This is a promise that some “tax assistance” hucksters repeatedly ignore.
Take TaxMasters, Inc., a Texas firm that promised taxpayers they would achieve untold savings from its tax consulting services. From 2008 through 2011 TaxMasters spent millions of dollars to saturate CNN, Fox News, and other cable outlets with commercials that promised to help taxpayers untangle problems with the IRS. The company went public in 2010, bringing in $45.7 million, according to SEC filings. TaxMasters posted ads seeking “tax consultant-inside sales representatives” where “previous tax knowledge is not required.”

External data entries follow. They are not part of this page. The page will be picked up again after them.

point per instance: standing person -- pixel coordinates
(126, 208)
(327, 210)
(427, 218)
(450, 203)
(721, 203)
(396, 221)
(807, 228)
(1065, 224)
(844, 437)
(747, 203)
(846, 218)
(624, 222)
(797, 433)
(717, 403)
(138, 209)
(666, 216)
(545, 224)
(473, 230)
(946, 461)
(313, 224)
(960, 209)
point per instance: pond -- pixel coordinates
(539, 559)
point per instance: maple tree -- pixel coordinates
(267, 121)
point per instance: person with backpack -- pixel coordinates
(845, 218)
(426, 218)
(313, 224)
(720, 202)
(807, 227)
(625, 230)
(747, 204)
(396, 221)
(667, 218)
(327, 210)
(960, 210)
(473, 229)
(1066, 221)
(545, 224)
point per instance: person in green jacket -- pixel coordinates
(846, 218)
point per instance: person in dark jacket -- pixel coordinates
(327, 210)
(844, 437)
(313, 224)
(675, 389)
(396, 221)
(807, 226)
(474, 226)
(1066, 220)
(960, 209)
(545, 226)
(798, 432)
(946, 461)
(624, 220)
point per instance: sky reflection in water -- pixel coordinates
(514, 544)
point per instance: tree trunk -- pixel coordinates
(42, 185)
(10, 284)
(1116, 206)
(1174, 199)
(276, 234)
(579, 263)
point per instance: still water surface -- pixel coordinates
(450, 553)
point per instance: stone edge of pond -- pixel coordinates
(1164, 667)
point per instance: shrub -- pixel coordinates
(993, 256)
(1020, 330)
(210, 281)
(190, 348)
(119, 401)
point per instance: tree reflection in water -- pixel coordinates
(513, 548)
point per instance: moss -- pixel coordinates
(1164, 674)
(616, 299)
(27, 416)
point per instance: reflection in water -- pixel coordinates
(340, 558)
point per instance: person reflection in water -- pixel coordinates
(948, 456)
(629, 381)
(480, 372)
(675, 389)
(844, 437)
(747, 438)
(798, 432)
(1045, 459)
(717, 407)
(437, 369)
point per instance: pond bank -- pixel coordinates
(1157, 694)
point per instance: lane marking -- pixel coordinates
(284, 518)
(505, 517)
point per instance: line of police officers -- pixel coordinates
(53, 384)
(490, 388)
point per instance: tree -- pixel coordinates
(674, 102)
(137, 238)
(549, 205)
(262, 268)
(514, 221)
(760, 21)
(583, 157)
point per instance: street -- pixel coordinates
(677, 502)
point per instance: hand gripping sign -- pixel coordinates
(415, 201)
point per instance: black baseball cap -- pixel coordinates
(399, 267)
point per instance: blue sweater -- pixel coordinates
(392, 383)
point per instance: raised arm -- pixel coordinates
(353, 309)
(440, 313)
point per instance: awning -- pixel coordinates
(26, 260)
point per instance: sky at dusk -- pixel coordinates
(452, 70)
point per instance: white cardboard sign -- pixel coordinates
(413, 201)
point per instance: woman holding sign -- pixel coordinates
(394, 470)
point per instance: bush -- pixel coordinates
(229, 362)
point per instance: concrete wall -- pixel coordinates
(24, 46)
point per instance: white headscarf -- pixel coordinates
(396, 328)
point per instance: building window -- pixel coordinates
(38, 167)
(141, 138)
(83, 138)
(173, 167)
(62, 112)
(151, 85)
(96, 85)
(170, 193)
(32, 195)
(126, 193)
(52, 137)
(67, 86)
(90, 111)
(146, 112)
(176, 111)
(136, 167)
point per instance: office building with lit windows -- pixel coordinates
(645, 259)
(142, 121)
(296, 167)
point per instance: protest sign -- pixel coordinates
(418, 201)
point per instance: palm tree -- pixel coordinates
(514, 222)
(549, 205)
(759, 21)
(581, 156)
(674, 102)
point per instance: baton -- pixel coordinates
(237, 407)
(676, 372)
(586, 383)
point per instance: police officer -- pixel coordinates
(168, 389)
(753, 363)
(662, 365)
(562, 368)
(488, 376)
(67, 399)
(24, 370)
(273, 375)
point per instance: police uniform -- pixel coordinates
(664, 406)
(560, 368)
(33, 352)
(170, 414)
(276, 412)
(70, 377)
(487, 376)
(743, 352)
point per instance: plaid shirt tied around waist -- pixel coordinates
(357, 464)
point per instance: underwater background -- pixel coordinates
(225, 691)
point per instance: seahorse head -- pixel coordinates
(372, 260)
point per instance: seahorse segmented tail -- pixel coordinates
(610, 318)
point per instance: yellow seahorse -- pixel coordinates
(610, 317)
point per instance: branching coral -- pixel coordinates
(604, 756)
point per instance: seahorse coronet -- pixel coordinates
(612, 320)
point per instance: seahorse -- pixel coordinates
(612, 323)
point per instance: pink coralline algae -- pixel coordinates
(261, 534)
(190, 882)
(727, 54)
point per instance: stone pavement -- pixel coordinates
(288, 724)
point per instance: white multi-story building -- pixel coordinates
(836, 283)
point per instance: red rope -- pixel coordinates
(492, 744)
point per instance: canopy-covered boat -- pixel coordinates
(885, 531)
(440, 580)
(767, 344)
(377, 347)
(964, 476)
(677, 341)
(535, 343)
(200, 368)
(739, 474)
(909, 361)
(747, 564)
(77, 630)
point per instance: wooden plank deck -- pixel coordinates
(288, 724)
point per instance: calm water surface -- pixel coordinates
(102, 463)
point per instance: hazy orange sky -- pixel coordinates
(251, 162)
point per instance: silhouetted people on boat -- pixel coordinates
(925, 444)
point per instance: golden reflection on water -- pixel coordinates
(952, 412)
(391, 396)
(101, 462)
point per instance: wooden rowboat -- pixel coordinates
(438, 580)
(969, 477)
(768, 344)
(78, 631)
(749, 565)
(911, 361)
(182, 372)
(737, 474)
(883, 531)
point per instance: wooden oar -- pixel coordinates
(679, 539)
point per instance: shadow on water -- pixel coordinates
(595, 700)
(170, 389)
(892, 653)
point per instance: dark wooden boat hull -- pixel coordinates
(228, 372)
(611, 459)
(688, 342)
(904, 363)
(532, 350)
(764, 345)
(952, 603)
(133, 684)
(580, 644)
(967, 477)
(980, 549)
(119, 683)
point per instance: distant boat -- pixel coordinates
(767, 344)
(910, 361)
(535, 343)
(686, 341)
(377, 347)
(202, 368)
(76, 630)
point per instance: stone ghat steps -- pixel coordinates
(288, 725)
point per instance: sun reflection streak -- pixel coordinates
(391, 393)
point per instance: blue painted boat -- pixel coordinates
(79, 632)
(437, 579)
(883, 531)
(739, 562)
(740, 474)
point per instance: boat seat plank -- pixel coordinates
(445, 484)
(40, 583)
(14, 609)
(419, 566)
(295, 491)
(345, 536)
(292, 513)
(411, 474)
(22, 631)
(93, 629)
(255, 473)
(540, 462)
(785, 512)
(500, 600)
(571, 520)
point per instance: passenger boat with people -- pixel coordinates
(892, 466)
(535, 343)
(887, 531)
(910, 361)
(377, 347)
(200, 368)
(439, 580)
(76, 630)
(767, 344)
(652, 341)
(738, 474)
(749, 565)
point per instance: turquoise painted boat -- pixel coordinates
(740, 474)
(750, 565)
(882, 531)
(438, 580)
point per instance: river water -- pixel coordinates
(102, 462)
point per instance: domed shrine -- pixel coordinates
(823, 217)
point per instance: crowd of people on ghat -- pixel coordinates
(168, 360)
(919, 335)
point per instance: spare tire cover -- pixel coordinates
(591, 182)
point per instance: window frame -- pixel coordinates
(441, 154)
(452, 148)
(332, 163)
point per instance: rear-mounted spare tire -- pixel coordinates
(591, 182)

TaxMasters’ sales reps answered incoming calls from people with tax problems with the IRS. The sales reps told potential customers that TaxMasters had a success rate in the high-90 percentile for reducing the amount of taxes customers owed. Some potential customers were also told that IRS collection actions would stop once the customer signed up and paid a fee to TaxMasters. According to one sales pitch: “It’s automatic, that’s what the IRS consultation does, it pulls your name, it pulls your number out of the collection process.” In reliance on these statements, taxpayers paid thousands of dollars for representation from TaxMasters. In return? TaxMasters would “go slow” with communication with the IRS, while telling the taxpayer they were negotiating a compromise. In fact, in some cases, nothing was happening and the taxpayer incurred thousands of dollars in penalties and interest for late payment of taxes.
Often, the only “service” offered by TaxMasters was to send the taxpayer forms, such as an “offer of compromise,” that were readily available for free from the IRS.
TaxMasters promised that it could settle IRS claims for “pennies on the dollar.” According to the IRS Taxpayer Advocate Service, such promises were not being straight with their customers. According to an official at the IRS Taxpayer Advocate Service, some taxpayers retained a tax service and then, to their detriment, ignored correspondence from the IRS because they thought the consultant was communicating with the IRS. Not so, and the taxpayer was caught with more penalties.
In 2010 Attorney General Lori Swanson was one of the first government officials in the country to take action against TaxMasters, filing a lawsuit against the company in December of 2010. The lawsuit accused the Texas company of collecting up-front fees of as much as $8,000 while falsely claiming it could reduce tax debt by as much as 90% and stop garnishment of wages.
In 2012 TaxMasters—the company that claimed to be an expert in helping people avoid financial problems with the IRS—filed for Chapter 11 bankruptcy.